L’Espagnol aborde cet Open d’Australie dans le flou après avoir connu de nouveaux pépins physiques.

Rafael Nadal fête le dixième anniversaire de sa seule victoire à l’Open d’Australie mais il n’a pas l’esprit suffisamment léger pour fêter ça. Opéré de la cheville droite en novembre, après avoir aussi eu des soucis à un genou et aux abdominaux depuis la demi-finale du dernier US Open, le n°2 mondial n’a joué qu’un match avant de débarquer à Melbourne. Celui qui ne se rassure que par les victoires et les heures passées sur les courts est sacrément sevré au moment de disputer le premier tournoi du Grand Chelem de la saison. Mais comme il a malheureusement l’habitude des retours de blessure, il ne se frustre pas.

“Si je ne me sentais pas bien, je ne serais pas ici.

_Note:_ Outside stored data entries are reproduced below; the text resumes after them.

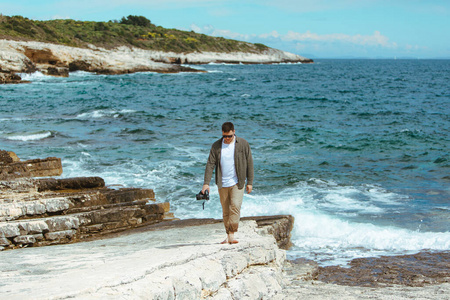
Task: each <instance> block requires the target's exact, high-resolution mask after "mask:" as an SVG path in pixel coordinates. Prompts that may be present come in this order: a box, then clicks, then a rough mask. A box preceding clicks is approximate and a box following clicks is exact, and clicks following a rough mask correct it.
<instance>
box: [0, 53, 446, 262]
mask: <svg viewBox="0 0 450 300" xmlns="http://www.w3.org/2000/svg"><path fill="white" fill-rule="evenodd" d="M191 67H193V68H196V69H201V70H203V71H205V72H202V73H195V72H191V73H189V72H188V73H178V74H160V73H153V72H144V73H134V74H126V75H96V74H91V73H87V72H74V73H70V76H69V77H67V78H57V77H48V76H44V75H42V74H40V73H34V74H21V75H22V77H23V79H25V80H29V81H31V83H29V84H18V85H0V149H3V150H8V151H13V152H15V153H16V154H17V155H18V156H19V157H20V158H21V159H22V160H26V159H34V158H46V157H60V158H61V159H62V164H63V170H64V172H63V174H62V176H61V177H63V178H67V177H78V176H100V177H102V178H104V179H105V182H106V184H107V186H109V187H111V188H115V189H117V188H122V187H140V188H150V189H153V190H154V191H155V193H156V199H157V202H170V206H171V211H172V212H173V213H174V214H175V217H177V218H180V219H187V218H217V219H220V218H221V206H220V203H219V195H218V192H217V189H216V188H215V185H214V183H213V182H212V188H211V196H210V200H209V201H207V202H206V203H204V204H205V205H204V208H203V201H198V200H196V197H195V195H196V194H197V193H198V192H199V191H200V190H201V188H202V183H203V174H204V169H205V164H206V160H207V158H208V154H209V150H210V147H211V144H212V143H213V142H214V141H216V140H217V139H219V138H220V137H221V134H222V132H221V124H222V123H224V122H226V121H231V122H233V123H234V124H235V129H236V134H237V136H239V137H242V138H244V139H246V140H247V141H248V142H249V143H250V145H251V148H252V153H253V159H254V164H255V180H254V187H253V192H252V193H251V194H245V196H244V201H243V205H242V210H241V216H263V215H279V214H290V215H292V216H294V217H295V226H294V229H293V231H292V242H293V246H292V248H291V249H289V250H288V252H287V256H288V258H291V259H295V258H306V259H312V260H315V261H317V262H318V263H319V265H321V266H331V265H343V266H345V265H346V264H347V263H348V262H349V261H350V260H352V259H354V258H364V257H374V256H375V257H376V256H382V255H403V254H412V253H417V252H420V251H429V252H439V251H448V250H449V249H450V155H449V148H450V147H449V146H450V60H406V59H405V60H368V59H360V60H357V59H355V60H351V59H348V60H332V59H329V60H326V59H322V60H321V59H317V60H316V61H315V63H313V64H274V65H242V64H241V65H239V64H236V65H229V64H208V65H196V66H191ZM237 237H238V238H239V234H238V235H237Z"/></svg>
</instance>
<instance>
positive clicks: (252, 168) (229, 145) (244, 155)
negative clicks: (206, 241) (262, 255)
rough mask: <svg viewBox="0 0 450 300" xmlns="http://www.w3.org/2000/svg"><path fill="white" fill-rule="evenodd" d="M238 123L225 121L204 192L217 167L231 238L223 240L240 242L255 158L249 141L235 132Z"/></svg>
mask: <svg viewBox="0 0 450 300" xmlns="http://www.w3.org/2000/svg"><path fill="white" fill-rule="evenodd" d="M235 133H236V131H235V130H234V125H233V123H231V122H225V123H223V125H222V138H221V139H219V140H217V141H216V142H215V143H214V144H213V145H212V146H211V151H210V152H209V157H208V161H207V163H206V169H205V179H204V182H203V188H202V193H203V194H204V193H205V191H206V190H208V192H210V190H209V183H210V181H211V177H212V173H213V171H214V169H215V171H216V174H215V175H216V176H215V179H216V184H217V187H218V189H219V196H220V203H221V204H222V213H223V222H224V225H225V231H226V233H227V238H226V239H225V240H224V241H223V242H222V244H225V243H229V244H236V243H238V241H237V240H236V239H235V238H234V233H235V232H237V230H238V227H239V219H240V215H241V205H242V199H243V198H244V187H245V188H246V190H247V193H249V194H250V193H251V192H252V188H253V158H252V152H251V150H250V145H249V144H248V142H247V141H246V140H244V139H242V138H240V137H237V136H236V135H235ZM246 181H247V182H246Z"/></svg>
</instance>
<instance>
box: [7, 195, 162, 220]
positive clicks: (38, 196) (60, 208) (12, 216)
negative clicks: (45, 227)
mask: <svg viewBox="0 0 450 300" xmlns="http://www.w3.org/2000/svg"><path fill="white" fill-rule="evenodd" d="M137 200H143V201H144V200H145V202H148V201H156V200H155V193H154V191H153V190H151V189H140V188H125V189H119V190H114V189H108V188H102V189H94V190H83V191H81V192H80V191H75V192H73V191H72V192H69V191H67V190H64V191H63V192H57V193H55V192H51V193H36V194H34V196H32V195H30V194H23V197H20V196H18V195H14V197H12V196H11V197H8V195H4V194H3V195H2V196H1V197H0V221H11V220H19V219H28V218H33V217H41V216H46V215H53V214H70V213H74V212H78V211H88V210H91V209H98V208H99V207H105V206H106V207H112V206H114V205H119V206H120V205H121V204H124V203H132V202H134V201H137Z"/></svg>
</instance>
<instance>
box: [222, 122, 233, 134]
mask: <svg viewBox="0 0 450 300" xmlns="http://www.w3.org/2000/svg"><path fill="white" fill-rule="evenodd" d="M229 131H234V125H233V123H231V122H225V123H223V124H222V132H229Z"/></svg>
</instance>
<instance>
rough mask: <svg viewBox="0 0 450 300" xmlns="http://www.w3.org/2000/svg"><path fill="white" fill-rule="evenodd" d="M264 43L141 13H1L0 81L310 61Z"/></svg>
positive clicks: (287, 62) (176, 71) (303, 57)
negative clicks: (163, 22)
mask: <svg viewBox="0 0 450 300" xmlns="http://www.w3.org/2000/svg"><path fill="white" fill-rule="evenodd" d="M312 62H313V61H312V60H311V59H308V58H305V57H302V56H299V55H296V54H293V53H289V52H285V51H281V50H277V49H273V48H270V47H267V46H265V45H263V44H252V43H247V42H242V41H236V40H231V39H225V38H221V37H211V36H207V35H205V34H198V33H195V32H193V31H190V32H188V31H182V30H176V29H165V28H163V27H161V26H156V25H154V24H152V23H151V22H150V20H148V19H147V18H145V17H142V16H131V15H130V16H128V17H127V18H125V17H124V18H122V20H120V21H117V20H115V21H109V22H84V21H75V20H70V19H67V20H51V21H36V20H30V19H28V18H24V17H21V16H13V17H9V16H3V15H0V83H21V82H23V81H22V80H21V77H20V75H19V74H20V73H33V72H41V73H43V74H44V75H49V76H61V77H67V76H69V72H73V71H87V72H93V73H97V74H111V75H113V74H127V73H135V72H159V73H177V72H202V71H201V70H198V69H196V68H193V67H190V66H189V65H195V64H208V63H230V64H274V63H312Z"/></svg>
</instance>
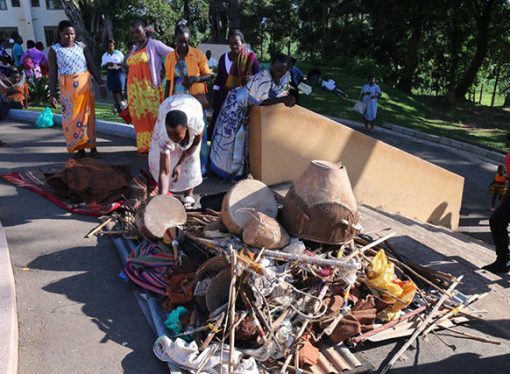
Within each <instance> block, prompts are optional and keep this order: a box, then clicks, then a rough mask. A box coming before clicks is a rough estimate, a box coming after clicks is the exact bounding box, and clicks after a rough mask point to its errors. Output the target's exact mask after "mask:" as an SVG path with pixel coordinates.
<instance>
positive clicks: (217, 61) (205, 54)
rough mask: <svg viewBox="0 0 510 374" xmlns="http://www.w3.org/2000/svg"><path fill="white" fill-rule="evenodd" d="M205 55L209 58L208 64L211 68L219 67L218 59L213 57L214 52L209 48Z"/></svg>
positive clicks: (209, 68) (214, 68)
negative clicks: (212, 51) (210, 49)
mask: <svg viewBox="0 0 510 374" xmlns="http://www.w3.org/2000/svg"><path fill="white" fill-rule="evenodd" d="M205 57H206V58H207V64H208V65H209V69H216V68H217V67H218V61H217V60H216V59H215V58H214V57H212V52H211V51H210V50H207V51H206V52H205Z"/></svg>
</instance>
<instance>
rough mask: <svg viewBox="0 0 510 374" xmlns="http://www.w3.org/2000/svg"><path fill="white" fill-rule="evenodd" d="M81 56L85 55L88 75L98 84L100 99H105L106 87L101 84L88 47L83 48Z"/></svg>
mask: <svg viewBox="0 0 510 374" xmlns="http://www.w3.org/2000/svg"><path fill="white" fill-rule="evenodd" d="M83 54H84V55H85V59H86V60H87V68H88V69H89V71H90V73H91V74H92V76H93V77H94V79H95V80H96V82H97V84H99V91H100V93H101V97H102V98H103V99H104V98H105V97H106V86H105V84H104V82H103V78H101V75H100V74H99V70H98V69H97V66H96V63H95V62H94V58H93V57H92V52H91V51H90V49H89V48H88V47H85V48H83Z"/></svg>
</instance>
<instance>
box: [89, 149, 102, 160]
mask: <svg viewBox="0 0 510 374" xmlns="http://www.w3.org/2000/svg"><path fill="white" fill-rule="evenodd" d="M90 157H93V158H95V159H96V160H99V159H100V158H101V155H100V154H99V152H98V151H97V149H96V148H92V149H91V150H90Z"/></svg>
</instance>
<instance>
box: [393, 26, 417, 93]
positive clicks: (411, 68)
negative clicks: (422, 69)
mask: <svg viewBox="0 0 510 374" xmlns="http://www.w3.org/2000/svg"><path fill="white" fill-rule="evenodd" d="M421 32H422V23H421V22H419V21H417V22H415V23H414V27H413V31H412V33H411V38H410V39H409V44H408V46H407V56H406V61H405V65H404V69H403V70H402V74H401V77H400V80H399V82H398V84H397V88H399V89H401V90H402V91H404V92H407V93H411V89H412V88H413V76H414V72H415V70H416V67H417V66H418V50H419V46H420V40H421V34H422V33H421Z"/></svg>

J’ai quasiment entièrement récupéré depuis l’opération même si évidemment après des mois sans compétition et des problèmes pour m’entraîner il est normal de souffrir à la reprise. Comme une blessure à la cuisse gauche qui le pousse à déclarer forfait à Brisbane. “Ce n’est pas la première fois que ça m’arrive. J’accepte les défis que mon corps présente et que ce sport présente. Je reviens d’une période difficile mais avec la plus grande motivation possible. Je suis vraiment heureux d’être ici.” Et il est revenu avec une surprise : un nouveau geste de service. Il a juste expliqué que ça devait l’aider dans son jeu “sur le long terme” sans entrer dans les détails.

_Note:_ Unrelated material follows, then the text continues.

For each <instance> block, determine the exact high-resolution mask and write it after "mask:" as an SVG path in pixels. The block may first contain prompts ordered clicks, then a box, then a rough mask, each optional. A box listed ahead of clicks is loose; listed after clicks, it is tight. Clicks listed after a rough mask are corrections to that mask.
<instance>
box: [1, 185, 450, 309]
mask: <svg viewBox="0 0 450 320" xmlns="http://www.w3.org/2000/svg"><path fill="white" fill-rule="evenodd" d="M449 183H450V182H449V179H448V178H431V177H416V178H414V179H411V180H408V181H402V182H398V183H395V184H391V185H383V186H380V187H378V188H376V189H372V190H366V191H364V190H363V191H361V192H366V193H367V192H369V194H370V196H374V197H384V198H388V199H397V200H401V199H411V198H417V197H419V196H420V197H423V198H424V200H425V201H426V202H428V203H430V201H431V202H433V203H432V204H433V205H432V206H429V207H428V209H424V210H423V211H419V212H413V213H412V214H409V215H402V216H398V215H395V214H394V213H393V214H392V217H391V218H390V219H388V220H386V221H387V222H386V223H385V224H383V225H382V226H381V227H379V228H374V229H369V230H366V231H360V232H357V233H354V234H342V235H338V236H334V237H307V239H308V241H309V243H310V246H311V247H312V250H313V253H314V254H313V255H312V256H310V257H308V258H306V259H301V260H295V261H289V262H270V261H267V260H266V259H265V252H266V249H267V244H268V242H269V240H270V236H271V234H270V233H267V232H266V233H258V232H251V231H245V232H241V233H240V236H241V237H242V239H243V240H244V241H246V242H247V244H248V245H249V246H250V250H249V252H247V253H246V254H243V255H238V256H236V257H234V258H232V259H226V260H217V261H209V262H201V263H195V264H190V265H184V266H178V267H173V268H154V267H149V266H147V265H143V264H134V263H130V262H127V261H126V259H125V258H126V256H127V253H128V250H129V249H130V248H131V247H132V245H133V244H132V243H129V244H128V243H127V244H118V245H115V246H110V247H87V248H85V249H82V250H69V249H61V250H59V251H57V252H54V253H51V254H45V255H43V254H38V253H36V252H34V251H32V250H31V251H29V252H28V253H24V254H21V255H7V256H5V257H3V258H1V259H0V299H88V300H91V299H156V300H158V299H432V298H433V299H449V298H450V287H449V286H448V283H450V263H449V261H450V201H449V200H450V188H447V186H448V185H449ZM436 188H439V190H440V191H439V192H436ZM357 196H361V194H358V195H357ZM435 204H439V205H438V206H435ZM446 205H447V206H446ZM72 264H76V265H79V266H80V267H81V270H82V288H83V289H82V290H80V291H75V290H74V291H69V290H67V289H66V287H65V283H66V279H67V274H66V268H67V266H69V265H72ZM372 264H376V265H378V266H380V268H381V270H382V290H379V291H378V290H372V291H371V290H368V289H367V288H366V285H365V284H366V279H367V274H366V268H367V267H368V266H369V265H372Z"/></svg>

Le long terme, Andy Murray n’en a plus en vue dans le tennis alors forcément son grand rival et ami a eu de la peine en apprenant la retraite imminente de l’Ecossais. “Evidemment, c’est une très mauvaise nouvelle et une grande perte pour tout le monde du tennis. On a été amis et rivaux pendant si longtemps… On jouait déjà l’un contre l’autre en moins de treize ans ! Mais il a déjà accompli tant de choses et souffrait tellement… Quand un tel joueur ne peut plus être compétitif pour les titres qui donnent envie de se lever le matin, c’est trop compliqué. Il a sans doute pris la meilleure décision. On a vécu des moments inoubliables ensemble. Mais vous savez, il y a dix ans c’était la norme de partir à la retraite à l’âge d’Andy. Terminer comme ça est dur mais à la fin le positif de sa carrière l’emportera.”

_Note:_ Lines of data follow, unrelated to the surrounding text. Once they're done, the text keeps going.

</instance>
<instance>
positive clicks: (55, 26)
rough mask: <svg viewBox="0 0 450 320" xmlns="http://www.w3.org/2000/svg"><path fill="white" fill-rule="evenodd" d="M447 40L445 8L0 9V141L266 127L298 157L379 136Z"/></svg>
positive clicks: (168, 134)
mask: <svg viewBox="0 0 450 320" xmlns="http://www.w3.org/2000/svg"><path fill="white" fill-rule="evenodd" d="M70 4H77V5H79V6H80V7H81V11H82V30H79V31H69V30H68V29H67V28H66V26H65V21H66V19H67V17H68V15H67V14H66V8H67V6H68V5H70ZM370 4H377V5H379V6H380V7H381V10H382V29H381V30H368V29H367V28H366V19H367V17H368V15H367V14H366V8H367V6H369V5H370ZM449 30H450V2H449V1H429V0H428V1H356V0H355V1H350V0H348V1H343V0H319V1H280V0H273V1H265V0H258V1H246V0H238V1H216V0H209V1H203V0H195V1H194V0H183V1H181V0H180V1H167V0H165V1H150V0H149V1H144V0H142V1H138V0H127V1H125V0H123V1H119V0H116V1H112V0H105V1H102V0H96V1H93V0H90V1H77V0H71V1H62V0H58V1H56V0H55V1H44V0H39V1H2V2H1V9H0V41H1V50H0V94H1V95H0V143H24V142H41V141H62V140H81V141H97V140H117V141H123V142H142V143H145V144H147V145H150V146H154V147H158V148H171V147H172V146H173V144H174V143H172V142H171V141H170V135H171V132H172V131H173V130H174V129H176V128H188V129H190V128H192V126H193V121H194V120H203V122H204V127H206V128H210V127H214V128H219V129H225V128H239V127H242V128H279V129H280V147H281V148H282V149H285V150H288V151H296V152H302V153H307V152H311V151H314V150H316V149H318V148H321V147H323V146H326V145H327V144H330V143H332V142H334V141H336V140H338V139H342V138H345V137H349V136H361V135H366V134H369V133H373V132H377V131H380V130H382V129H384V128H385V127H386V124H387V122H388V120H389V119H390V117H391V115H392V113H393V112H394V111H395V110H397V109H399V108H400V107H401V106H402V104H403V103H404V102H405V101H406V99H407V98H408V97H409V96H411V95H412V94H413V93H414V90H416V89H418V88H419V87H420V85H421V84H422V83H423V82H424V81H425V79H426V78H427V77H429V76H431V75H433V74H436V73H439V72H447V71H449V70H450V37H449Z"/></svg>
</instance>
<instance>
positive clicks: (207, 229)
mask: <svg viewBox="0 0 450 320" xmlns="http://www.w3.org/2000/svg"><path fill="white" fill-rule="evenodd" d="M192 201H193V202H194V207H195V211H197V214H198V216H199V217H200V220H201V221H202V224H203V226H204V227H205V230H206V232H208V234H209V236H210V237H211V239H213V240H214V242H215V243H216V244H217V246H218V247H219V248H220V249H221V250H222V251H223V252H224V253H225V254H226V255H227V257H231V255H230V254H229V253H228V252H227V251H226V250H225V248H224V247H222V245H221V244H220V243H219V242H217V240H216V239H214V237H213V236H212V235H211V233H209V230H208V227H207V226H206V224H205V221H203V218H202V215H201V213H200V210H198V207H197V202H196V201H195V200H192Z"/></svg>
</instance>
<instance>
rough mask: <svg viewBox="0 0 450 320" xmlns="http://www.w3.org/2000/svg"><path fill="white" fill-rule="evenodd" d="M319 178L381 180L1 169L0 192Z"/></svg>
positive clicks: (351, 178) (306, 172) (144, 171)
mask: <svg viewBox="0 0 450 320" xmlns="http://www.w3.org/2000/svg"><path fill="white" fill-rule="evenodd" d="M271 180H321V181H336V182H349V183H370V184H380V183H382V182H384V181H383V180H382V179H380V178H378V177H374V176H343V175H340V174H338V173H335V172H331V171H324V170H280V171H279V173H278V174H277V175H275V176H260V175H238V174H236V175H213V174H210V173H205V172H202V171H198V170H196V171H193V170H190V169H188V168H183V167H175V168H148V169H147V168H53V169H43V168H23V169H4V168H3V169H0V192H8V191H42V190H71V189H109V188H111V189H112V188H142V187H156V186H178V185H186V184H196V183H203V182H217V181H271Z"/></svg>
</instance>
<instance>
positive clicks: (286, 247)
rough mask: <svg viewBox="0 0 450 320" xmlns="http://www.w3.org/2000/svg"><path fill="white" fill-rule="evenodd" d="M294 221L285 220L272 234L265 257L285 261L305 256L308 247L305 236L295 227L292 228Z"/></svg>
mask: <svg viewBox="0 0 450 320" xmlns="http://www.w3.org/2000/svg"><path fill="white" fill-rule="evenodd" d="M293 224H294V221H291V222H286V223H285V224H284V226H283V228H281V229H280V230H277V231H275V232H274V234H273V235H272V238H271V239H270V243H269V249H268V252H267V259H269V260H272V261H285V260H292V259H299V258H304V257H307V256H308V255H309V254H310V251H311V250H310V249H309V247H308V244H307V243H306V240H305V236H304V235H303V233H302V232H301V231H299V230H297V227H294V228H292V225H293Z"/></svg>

Nadal, dont le corps a plus cassé que les trois autres réunis, estime qu’il n’est pas encore arrivé au point de non retour. “Je ne suis encore jamais arrivé à ce stade. J’ai toujours cru qu’on trouverait une solution pour revenir. Evidemment il y a des périodes où on ne voit pas la lumière au bout du tunnel et c’est dur mentalement mais il faut s’accrocher. Je sais que le tennis ce ne sera pas pour toujours mais je veux me donner la chance de pouvoir encore me battre pour les choses qui comptent pour moi. Le jour où je ne pourrai plus être compétitif, alors il sera temps de faire autre chose.” Pour le moment, il a rendez-vous lundi avec l’Australien James Duckworth.